The Right's Anger Over Obama
There's a kernel of truth in Victor Davis Hanson's latest anti-Obama screed, and Charles Krauthammer's bitter fury at Obama supporters. Obama was, I think, brought up and lived for a long time in an atmosphere in which occasional left-wing excess did not grate on his ears or his temperament as they would on people like, er, me. And his desire to connect to a black experience he never fully had himself also played a part in not distancing himself from some aspect of his pastor's rhetoric or friends' associations. But to go from this to the vicious attempt to portray Obama as a fraud, an actor, and another phony politician is a sign of the hard right's nervousness. When you listen to Sean Hannity, you hear someone who looks at Obama and sees every racial fear he has ever had about black Democrats personified. The difficulty of making distinctions between, say, Sharpton, Jackson and Obama is just too much for him. They're all black Democrats, aren't they? They must all be traitors or far left anti-American hate-mongers. He doesn't even hear the broader Obama message, the full Obama manifesto, the book, the countless speeches, and interviews and debates in which Obama's broader post-racial, post-partisan appeal is exposed. One can only hope that most people will see the full picture. But the right-wing freak show machine will do all it can to prevent it.

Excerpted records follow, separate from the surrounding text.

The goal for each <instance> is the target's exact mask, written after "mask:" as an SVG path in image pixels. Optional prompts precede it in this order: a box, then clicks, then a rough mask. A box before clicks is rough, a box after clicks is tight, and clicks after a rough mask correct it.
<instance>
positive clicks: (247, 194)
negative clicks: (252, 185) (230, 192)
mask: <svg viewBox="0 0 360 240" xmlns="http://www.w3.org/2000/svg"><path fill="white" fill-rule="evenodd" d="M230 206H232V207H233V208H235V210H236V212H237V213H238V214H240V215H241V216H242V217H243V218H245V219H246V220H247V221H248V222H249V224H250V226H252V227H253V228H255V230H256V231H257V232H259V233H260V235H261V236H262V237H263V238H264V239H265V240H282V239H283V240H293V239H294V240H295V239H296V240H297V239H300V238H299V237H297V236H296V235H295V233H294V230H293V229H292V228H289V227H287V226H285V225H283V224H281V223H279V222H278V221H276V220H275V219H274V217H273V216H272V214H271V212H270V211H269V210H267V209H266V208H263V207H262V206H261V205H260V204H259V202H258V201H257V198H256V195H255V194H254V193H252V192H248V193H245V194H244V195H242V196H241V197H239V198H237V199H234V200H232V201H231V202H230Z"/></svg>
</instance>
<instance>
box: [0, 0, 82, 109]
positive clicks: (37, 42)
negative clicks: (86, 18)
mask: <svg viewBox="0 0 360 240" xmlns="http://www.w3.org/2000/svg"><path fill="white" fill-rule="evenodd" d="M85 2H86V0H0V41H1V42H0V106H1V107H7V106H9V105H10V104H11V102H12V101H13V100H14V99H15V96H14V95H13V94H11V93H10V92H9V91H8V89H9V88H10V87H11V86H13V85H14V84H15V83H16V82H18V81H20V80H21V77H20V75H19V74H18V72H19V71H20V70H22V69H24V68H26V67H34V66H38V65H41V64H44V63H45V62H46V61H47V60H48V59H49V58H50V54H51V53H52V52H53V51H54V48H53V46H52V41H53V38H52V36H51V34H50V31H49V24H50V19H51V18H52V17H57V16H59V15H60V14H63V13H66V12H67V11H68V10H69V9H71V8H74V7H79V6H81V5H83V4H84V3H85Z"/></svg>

VDH is also 80 percent right and 100 percent wrong on this:
[Obama's supporters] despise George Bush, will do anything to prevent another Republican in the White House, are tired of the Clintons, and feel Obama offers them symbolic capital, making them liked abroad and free of guilt at home.
Well, yes. I don't think Obama would be in anything like the position he is now in were it not for George W. Bush.
In fact, I think Bush has made Obama possible. Many of us are so disgusted, repelled and appalled by what has been done these past few years - massive spending, massive debt, a fantastically bungled war, the legalization of torture, the demonization of minorities, etc. - that we are prepared to look over some ideological and political differences to back the person who most represents a total repudiation of the Bush Republicans. That Obama also represents a repudiation of boomer culture warfare, transforms our racial politics and single-handedly rebrands America as a decent force in the world is, of course, hard to get across to those who still regard Bush as a great president.
So yes, this is in part about the toxins of the Bush years: a desire to flush them as emphatically as possible from the communal bloodstream. Of course, the Republican right can't get it. But the polls on Bush's disastrous presidency reveal how marginalized the Bush right now is.